Consumer preferences are shifting globally, with health-conscious buyers now favouring low-sugar and no-added-sugar drinks. The CSD market is adapting to this trend, offering more fruit-based and zero-sugar options to cater to changing tastes.
Producers worldwide are reformulating products to meet this new demand. Many governments support these changes with both fiscal and non-fiscal incentives. Indian companies are also revamping their portfolios but face unique challenges in the domestic market.
The ICRIER report states, "The CSD segment is unable to reach its potential in terms of scale expansion due to barriers such as the high tax brackets and compensation cess under the GST regime, implemented since 2017." This observation highlights the impact of tax policies on industry growth.
Current GST Structure
Under the current GST structure, carbonated drinks face a 28 per cent tax plus a 12 per cent cess, regardless of their sugar or fruit content. This hefty 40 per cent tax discourages innovation, particularly in developing low-sugar varieties.

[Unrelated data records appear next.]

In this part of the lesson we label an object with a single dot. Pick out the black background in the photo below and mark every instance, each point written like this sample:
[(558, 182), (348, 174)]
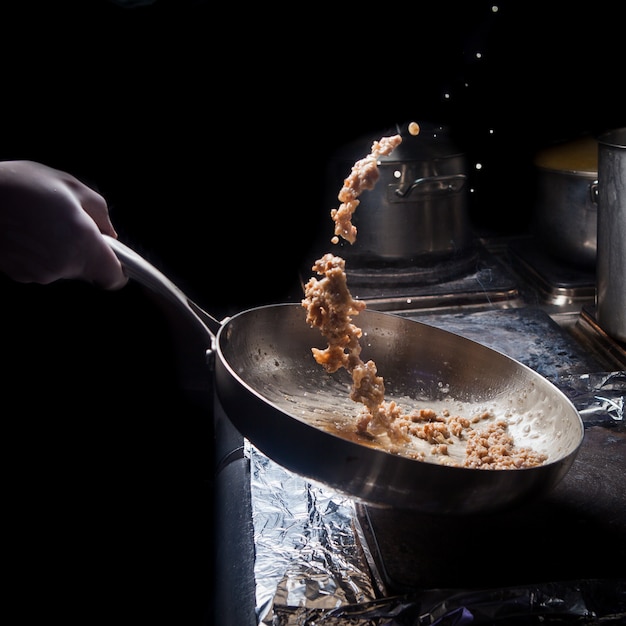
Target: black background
[(207, 129)]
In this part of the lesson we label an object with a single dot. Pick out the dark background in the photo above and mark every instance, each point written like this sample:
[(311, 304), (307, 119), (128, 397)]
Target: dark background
[(208, 133)]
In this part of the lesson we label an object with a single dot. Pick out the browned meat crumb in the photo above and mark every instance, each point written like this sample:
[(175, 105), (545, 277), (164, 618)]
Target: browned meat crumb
[(330, 307), (364, 175)]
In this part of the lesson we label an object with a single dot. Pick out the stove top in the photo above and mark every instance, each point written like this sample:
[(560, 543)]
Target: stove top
[(472, 280)]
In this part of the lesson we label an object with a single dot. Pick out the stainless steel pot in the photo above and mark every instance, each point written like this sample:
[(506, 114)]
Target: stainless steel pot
[(611, 263), (279, 398), (417, 213), (566, 210)]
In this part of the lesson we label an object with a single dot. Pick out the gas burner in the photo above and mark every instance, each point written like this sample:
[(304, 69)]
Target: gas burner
[(595, 339), (556, 282)]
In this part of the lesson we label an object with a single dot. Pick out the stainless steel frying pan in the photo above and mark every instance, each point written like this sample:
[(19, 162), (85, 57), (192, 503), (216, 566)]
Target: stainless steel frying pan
[(296, 413)]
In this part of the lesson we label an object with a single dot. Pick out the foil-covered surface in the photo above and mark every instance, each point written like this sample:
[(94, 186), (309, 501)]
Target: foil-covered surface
[(600, 397), (313, 568), (307, 551)]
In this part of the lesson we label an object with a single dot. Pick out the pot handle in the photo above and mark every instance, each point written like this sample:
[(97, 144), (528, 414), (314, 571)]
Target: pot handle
[(593, 192), (445, 184), (138, 268)]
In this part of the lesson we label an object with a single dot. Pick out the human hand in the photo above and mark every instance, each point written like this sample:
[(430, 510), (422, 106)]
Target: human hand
[(51, 227)]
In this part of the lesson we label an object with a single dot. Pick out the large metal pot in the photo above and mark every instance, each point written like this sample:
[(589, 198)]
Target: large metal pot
[(288, 406), (417, 213), (611, 264), (566, 211)]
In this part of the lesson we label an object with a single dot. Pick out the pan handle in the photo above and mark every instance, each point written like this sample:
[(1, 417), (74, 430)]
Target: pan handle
[(141, 270)]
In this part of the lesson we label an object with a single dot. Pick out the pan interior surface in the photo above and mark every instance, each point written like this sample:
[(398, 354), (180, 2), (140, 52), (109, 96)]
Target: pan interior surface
[(269, 350)]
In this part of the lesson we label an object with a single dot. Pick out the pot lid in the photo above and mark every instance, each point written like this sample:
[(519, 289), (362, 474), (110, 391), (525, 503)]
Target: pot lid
[(578, 156)]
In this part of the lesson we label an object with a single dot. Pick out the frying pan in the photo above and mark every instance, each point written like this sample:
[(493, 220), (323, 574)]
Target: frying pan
[(296, 413)]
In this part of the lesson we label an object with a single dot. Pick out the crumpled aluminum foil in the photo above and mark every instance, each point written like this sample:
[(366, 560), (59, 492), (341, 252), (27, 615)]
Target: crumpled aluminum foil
[(312, 567), (599, 397), (307, 552)]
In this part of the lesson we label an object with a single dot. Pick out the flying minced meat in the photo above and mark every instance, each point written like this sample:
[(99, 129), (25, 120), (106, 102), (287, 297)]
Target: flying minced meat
[(364, 175), (331, 307)]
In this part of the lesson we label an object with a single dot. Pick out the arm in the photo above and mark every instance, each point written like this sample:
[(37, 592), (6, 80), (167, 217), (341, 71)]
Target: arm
[(50, 228)]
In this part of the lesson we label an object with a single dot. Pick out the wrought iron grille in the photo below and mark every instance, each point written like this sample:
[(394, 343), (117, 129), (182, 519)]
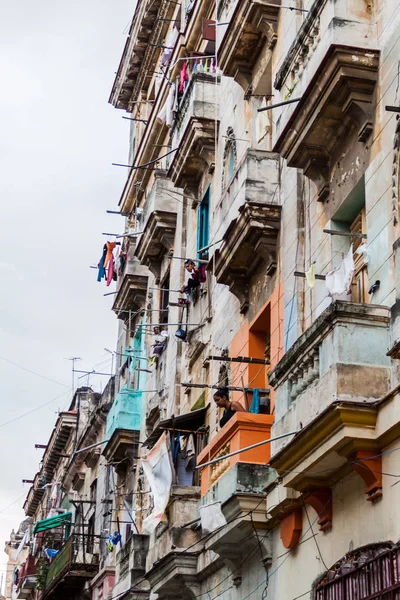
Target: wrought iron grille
[(376, 579)]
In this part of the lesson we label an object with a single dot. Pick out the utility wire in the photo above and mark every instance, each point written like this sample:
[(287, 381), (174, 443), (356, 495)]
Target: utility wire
[(29, 412), (33, 372)]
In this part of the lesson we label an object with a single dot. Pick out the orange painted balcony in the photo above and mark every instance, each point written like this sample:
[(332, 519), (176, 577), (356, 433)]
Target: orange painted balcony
[(244, 429)]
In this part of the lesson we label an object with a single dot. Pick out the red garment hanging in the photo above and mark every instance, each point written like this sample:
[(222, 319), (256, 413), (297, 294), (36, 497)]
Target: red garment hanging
[(183, 77), (110, 248), (110, 271)]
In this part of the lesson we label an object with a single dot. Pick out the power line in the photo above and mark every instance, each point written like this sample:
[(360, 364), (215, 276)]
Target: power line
[(34, 409), (12, 504), (33, 372)]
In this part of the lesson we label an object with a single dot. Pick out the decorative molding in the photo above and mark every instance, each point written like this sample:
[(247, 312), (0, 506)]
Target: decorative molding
[(320, 499), (395, 173), (340, 95), (195, 133), (252, 29), (302, 47), (170, 575), (249, 242), (338, 312), (123, 442), (291, 526), (157, 240), (368, 464), (131, 295)]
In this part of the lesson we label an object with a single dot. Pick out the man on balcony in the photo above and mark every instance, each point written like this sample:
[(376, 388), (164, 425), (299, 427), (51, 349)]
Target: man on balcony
[(230, 407)]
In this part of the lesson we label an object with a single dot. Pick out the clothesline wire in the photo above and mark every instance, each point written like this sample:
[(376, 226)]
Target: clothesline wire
[(11, 362), (35, 409)]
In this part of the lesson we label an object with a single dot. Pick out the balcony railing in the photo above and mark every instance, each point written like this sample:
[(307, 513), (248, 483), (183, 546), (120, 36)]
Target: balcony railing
[(27, 579), (158, 223), (244, 429), (375, 579), (195, 130), (77, 560), (334, 354)]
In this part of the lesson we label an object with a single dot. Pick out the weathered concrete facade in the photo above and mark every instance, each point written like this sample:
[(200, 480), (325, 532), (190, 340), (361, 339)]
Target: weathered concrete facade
[(261, 199), (277, 183)]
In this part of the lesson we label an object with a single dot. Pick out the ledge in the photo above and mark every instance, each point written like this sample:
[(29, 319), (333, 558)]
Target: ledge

Despite these challenges, India's CSD market shows potential. In 2022, it generated $18.25 billion in revenue, growing at a 19.8% CAGR between 2017 and 2022. However, compared to its population size, the market remains relatively small.
India's position as a major fruit producer contrasts with its lagging CSD manufacturing sector. The country offers fewer CSD varieties compared to other developing nations like Thailand or the Philippines. This gap represents untapped potential for the industry.
The report further notes, "While the Indian consumer wants to experiment with different products such as low-sugar CSDs or fruit-based CSDs, and startups are trying to come up with new products, investment, product varieties and innovation is much lower in CSDs in India," as per the report.